Many approaches have been developed to treating the combustion products of hydrocarbon-burning power plants, incinerators, industrial processes, internal combustion engines, etc. to control the introduction of airborne particulates from these sources. For example, coal-burning power plants often employ scrubbing processes that use calcium compounds that react with sulfur oxides to form gypsum. Unfortunately, the substantial amounts of waste products produced by such scrubbing processes present serious disposal problems. Where possible, low-sulfur coals are used in coal-burning power plants to reduce scrubbing requirements, but this increases the costs of power generation. Alternatively, sulfur oxide emissions are reduced by operating the plants at lower temperatures, but this leaves some of the heating value of the coal untapped.
Another approach to treating such emissions has been to use electrostatic precipitators to enhance the removal of particulates.

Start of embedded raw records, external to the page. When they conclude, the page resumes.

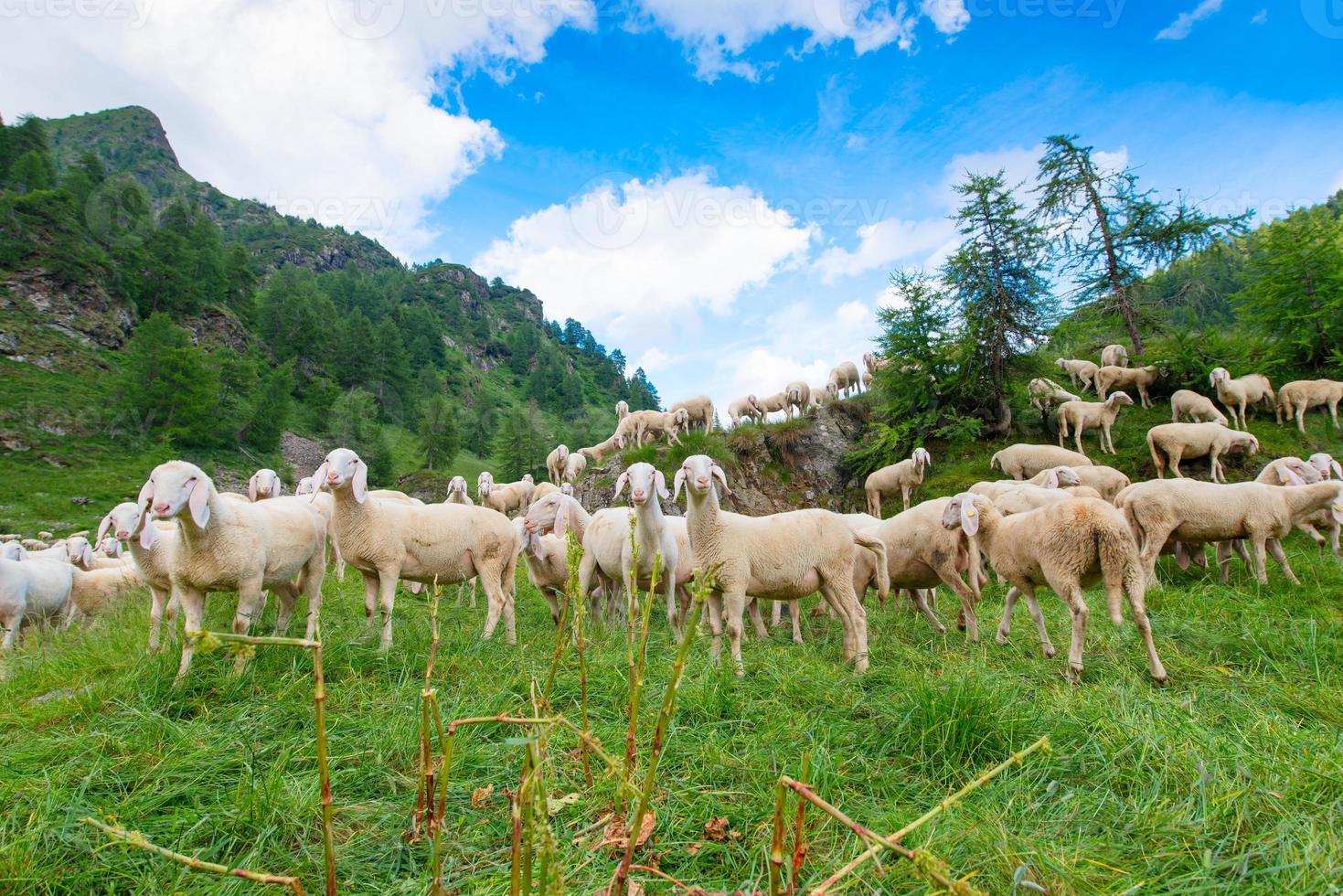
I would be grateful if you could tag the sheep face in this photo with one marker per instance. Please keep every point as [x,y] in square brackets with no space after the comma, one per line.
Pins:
[175,488]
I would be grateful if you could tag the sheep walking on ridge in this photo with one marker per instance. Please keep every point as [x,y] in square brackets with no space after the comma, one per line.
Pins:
[1091,415]
[1067,546]
[905,475]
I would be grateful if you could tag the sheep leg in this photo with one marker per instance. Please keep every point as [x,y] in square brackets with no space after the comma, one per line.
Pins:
[1274,549]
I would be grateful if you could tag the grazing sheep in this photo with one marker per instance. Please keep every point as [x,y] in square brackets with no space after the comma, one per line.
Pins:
[1091,415]
[1067,546]
[1082,374]
[555,463]
[1022,461]
[265,484]
[1199,512]
[1297,397]
[798,397]
[700,410]
[1173,443]
[435,543]
[227,546]
[1114,355]
[744,409]
[905,475]
[1047,394]
[1197,409]
[1242,392]
[781,557]
[1139,378]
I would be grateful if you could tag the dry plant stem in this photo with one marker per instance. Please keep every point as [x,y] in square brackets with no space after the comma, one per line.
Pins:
[1014,759]
[136,838]
[622,873]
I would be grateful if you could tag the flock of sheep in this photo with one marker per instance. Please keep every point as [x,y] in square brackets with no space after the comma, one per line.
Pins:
[1059,521]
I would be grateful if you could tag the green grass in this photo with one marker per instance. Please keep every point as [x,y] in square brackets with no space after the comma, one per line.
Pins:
[1231,779]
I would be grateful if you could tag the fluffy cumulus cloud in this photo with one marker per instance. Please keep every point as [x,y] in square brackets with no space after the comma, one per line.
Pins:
[641,255]
[323,108]
[1185,22]
[718,32]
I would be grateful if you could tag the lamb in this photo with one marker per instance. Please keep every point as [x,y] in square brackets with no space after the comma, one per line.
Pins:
[1245,391]
[1047,394]
[265,484]
[905,475]
[798,397]
[1297,397]
[1067,547]
[1082,374]
[437,543]
[746,407]
[1091,415]
[1199,409]
[782,557]
[700,410]
[1139,378]
[1022,461]
[555,463]
[1114,355]
[1173,443]
[227,546]
[1199,512]
[844,379]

In this approach various types of ionizers are used to create ions that attach themselves to the particulates. The resulting charged particulates are then collected as such in an electrostatic precipitator.
Unfortunately, the prior approaches to controlling the introduction of combustion-produced airborne particulates have met with one or more serious problems. For example, they have not been able to reduce emissions to acceptable levels, they have been inordinately expensive to build or operate, and they have been energy inefficient.

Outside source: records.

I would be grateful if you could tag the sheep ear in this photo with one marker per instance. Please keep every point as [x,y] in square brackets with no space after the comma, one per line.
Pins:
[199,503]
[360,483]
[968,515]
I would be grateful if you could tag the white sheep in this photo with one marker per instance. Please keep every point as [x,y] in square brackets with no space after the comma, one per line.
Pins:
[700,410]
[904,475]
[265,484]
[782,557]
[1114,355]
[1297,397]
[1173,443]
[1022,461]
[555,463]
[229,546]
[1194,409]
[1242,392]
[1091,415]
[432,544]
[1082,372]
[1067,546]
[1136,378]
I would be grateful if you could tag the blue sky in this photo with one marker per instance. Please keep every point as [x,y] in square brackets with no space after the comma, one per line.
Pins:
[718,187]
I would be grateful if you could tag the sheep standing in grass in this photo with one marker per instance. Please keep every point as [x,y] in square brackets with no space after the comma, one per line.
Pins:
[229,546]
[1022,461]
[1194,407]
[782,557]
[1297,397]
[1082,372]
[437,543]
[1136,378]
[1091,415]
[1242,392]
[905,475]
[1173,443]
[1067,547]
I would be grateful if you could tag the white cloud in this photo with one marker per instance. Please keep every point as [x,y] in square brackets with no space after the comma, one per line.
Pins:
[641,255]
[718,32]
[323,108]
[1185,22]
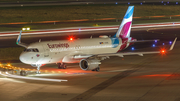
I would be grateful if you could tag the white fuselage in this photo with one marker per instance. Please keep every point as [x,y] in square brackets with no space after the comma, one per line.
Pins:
[63,51]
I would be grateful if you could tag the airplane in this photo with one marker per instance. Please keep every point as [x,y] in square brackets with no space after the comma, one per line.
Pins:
[87,52]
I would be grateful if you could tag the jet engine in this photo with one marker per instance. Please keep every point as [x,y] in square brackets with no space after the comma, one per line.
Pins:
[89,64]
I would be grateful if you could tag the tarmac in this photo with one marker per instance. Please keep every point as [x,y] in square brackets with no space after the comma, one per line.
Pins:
[154,77]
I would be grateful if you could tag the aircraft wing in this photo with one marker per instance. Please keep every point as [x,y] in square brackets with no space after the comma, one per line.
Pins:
[121,54]
[142,41]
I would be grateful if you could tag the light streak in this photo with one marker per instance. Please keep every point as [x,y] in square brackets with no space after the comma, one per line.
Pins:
[75,29]
[30,78]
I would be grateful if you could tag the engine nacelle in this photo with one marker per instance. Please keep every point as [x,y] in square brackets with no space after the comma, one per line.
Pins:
[89,64]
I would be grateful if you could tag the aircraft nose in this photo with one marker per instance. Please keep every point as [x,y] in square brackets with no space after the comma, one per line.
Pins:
[26,58]
[23,58]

The present invention provides apparatus and methods for treating an air flow containing particulate combustion products to reduce them to elemental material and water. The apparatus and methods of the invention also provide means for removing the elemental material, leaving a cleansed and greatly improved air flow and making it possible to recover valuable elemental materials where desired. Finally, the present invention achieves all of these objectives in a highly energy-efficient manner.
Fullerenes are one of the valuable elemental materials that can be recovered using the apparatus and method of the present invention. Fullerenes are a very dear and industrially important form of carbon comprising a large closed-cage molecule made up of 60 or more sp2-hybridized carbon atoms, arranged in hexagons and pentagons. Currently, fullerenes are known in the form of spheriods (“buckminsterfullerene”) and cylindrical or torroidal shapes (“nanotubes”). Various complex and expensive processes are known for producing fullerenes. Because the processes are so complex, and the yields so low, the resulting product is very, very expensive. The present invention provides a far more efficient and inexpensive method for producing these materials.

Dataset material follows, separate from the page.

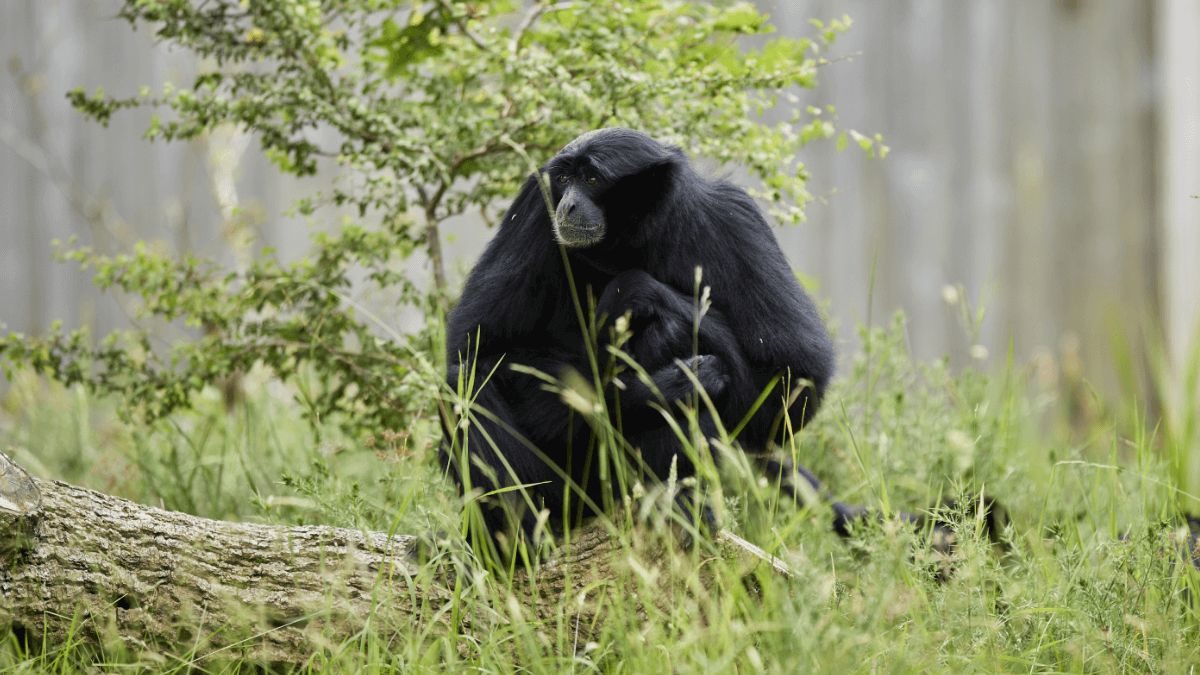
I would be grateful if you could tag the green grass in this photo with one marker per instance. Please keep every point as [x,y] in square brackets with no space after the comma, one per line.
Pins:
[1091,577]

Since the apparatus of the present invention operates on only a small amount of energy, when the apparatus is used to treat the emissions of a coal-operated power plant, carbon may be recovered from the plant's smokestack and repeatedly re-used to fuel combustion, greatly enhancing the efficiency of the power plant.
Finally, the present apparatus is also useful in reducing landfill requirements. For example, since the invention is so efficient in cleaning the air, it makes possible the use of incinerators which have been heretofore banned or discouraged because of the difficulty of effectively controlling the air pollution that they produce. Thus, many materials that otherwise would be incinerated have been land-filled, unnecessarily wasting substantial landfill area. If such materials could be burned in incinerators and treated in the present apparatus this would greatly reduce the volume of the remaining material (primarily the collected elemental material) which could then be land-filled, taking up substantially less landfill area. Furthermore, already buried landfill material may be mined, incinerated, treated in accordance with the present invention and returned to the landfill to greatly reduce the volume of the mined landfill, substantially extending the lifetime of the landfill.